Since it launched in April of 2020, PPP has delivered almost $800 billion in emergency loans, making it one of the most extensive relief programs in American history. The Small Business Administration administered more aid during the COVID crisis than it did for all other disaster combined during its 67-year history. Given the massive scale of PPP and other relief programs, and the speed with which it needed to be stood up, it was inevitable that problems would arise.

For example, in the early days of PPP, it became clear that funds weren’t reaching the most vulnerable small businesses. Instead, larger companies with preexisting relationships with big banks were prioritized at the smallest small businesses’ expense. The initial rollout of PPP also shut out many businesses owned by women and minorities.


This committee worked diligently to address these inequities in the program throughout the pandemic. We fought for set-asides for underserved small businesses and worked to empower the community lenders that serve them. The PPP and Health Care Enhancement Act, created set-asides of PPP funds so that entities like CDFIs, CDCs, and SBA microloan intermediaries could fairly compete with big banks in the program. We also passed my bill, the PPP Flexibility Act, which made PPP loan forgiveness more accessible for firms who needed to spend a greater share of their loan proceeds on non-payroll costs.

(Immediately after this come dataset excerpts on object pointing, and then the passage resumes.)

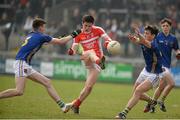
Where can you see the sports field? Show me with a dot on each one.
(105, 102)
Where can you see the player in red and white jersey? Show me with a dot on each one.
(91, 54)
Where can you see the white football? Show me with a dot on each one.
(114, 47)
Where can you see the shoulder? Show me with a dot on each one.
(172, 36)
(97, 28)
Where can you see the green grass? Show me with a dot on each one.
(105, 101)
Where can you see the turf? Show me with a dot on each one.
(105, 101)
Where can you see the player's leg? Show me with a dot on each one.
(91, 55)
(144, 96)
(170, 84)
(90, 81)
(139, 80)
(39, 78)
(159, 90)
(18, 91)
(20, 81)
(142, 88)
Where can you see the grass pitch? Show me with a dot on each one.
(105, 101)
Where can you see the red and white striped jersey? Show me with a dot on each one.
(91, 41)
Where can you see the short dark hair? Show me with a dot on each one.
(166, 20)
(37, 22)
(153, 29)
(88, 18)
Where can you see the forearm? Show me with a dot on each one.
(65, 39)
(143, 41)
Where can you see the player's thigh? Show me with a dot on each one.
(144, 86)
(168, 78)
(162, 83)
(38, 77)
(136, 85)
(20, 83)
(92, 77)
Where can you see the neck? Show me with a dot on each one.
(166, 34)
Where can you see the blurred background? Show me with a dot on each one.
(63, 16)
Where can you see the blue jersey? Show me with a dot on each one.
(166, 44)
(31, 45)
(152, 58)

And we also passed the Economic Aid Act, which delivered more relief to the hardest hit small businesses through “Second Draw” loans. These changes proved to be effective in making the program more accessible for small businesses. In later rounds of PPP, the average loan size reached approximately $44,000, a marked improvement over the $199,951 average loan size during the initial round.

Many researchers have analyzed the effectiveness of PPP in saving jobs and reaching small businesses. We have a few of those experts with us today. I look forward to hearing more about their research and discussing the insights they’ve gained into the overall efficacy of PPP, and the program updates Congress instituted. By looking closely at these findings, we can better prepare ourselves for future crises and help SBA’s non-pandemic loan programs reach more underserved businesses.